Prendre le temps de vivre…
Qui aurait pu croire qu’on ne travaillerait plus que trois heures par jour ? C’est pourtant bien ce qui arrive aux Français depuis la victoire à la présidentielle de l’économiste Émilien Long, qui a osé légaliser le droit à la paresse. Mais dans une société libérée du joug du travail contraint, il reste bien des obstacles : lobbys agressifs, nantis révoltés, nostalgiques du monde ancien et opposants politiques démagogiques font feu de tout bois pour mettre à bas ce nouveau système. Le président de la république, tout iconoclaste qu’il soit, peut-il vraiment inverser les priorités de notre société ? Y compris en remettant en cause sa propre place dans une république qui n’a toujours pas tourné la page du Roi-soleil ?
Il y a deux ans, je vous parlais de Paresse pour tous, le livre d’Hadrien Klent qui narrait la candidature à la présidence d’Émilien Long.

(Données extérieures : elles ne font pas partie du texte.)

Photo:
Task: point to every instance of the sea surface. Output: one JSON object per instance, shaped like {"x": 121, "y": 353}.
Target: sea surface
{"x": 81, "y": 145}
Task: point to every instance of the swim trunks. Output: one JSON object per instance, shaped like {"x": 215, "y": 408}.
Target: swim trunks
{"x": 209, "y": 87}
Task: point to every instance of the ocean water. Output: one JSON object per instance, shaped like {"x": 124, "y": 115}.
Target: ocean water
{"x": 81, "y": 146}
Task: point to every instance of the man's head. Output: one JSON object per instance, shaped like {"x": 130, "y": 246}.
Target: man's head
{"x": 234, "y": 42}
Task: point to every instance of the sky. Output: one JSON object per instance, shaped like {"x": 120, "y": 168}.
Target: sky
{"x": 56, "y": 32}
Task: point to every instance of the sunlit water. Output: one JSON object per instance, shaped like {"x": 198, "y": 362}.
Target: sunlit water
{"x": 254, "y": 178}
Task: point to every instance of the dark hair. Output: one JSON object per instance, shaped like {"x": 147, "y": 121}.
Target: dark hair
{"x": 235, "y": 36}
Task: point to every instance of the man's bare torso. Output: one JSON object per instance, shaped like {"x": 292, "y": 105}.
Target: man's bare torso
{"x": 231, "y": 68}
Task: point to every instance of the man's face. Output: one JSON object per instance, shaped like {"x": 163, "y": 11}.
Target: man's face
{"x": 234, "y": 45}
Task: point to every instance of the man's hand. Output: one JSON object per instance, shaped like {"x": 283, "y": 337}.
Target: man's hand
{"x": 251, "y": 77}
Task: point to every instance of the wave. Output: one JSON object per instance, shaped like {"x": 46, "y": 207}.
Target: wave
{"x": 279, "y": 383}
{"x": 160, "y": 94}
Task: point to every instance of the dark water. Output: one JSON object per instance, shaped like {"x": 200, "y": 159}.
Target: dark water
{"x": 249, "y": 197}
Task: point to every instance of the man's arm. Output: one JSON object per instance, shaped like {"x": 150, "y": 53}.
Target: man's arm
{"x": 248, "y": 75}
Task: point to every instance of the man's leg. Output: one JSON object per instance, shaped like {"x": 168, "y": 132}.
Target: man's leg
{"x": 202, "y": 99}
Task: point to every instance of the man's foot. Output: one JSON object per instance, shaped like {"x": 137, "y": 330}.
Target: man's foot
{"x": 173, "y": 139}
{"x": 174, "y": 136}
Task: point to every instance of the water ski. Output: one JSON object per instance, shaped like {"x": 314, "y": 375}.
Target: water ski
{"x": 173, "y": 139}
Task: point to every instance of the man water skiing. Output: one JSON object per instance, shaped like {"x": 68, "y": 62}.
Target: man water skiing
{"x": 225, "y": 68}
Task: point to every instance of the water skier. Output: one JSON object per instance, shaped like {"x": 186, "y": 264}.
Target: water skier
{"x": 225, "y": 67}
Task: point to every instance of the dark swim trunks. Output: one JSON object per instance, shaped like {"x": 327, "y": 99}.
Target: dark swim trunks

À l’aube d’une élection présidentielle 2022 qui a brillé comme prévu par sa médiocrité, cette fiction m’avait bouleversé ; aujourd’hui encore, elle résonne régulièrement à mon esprit et continue de forger mes idéaux.
Retour en 2023, alors que je déambule dans les allées du Salon du livre jeunesse de Montreuil, je découvre avec bonheur que sa suite est sortie : La vie est à nous. Impossible de repartir sans.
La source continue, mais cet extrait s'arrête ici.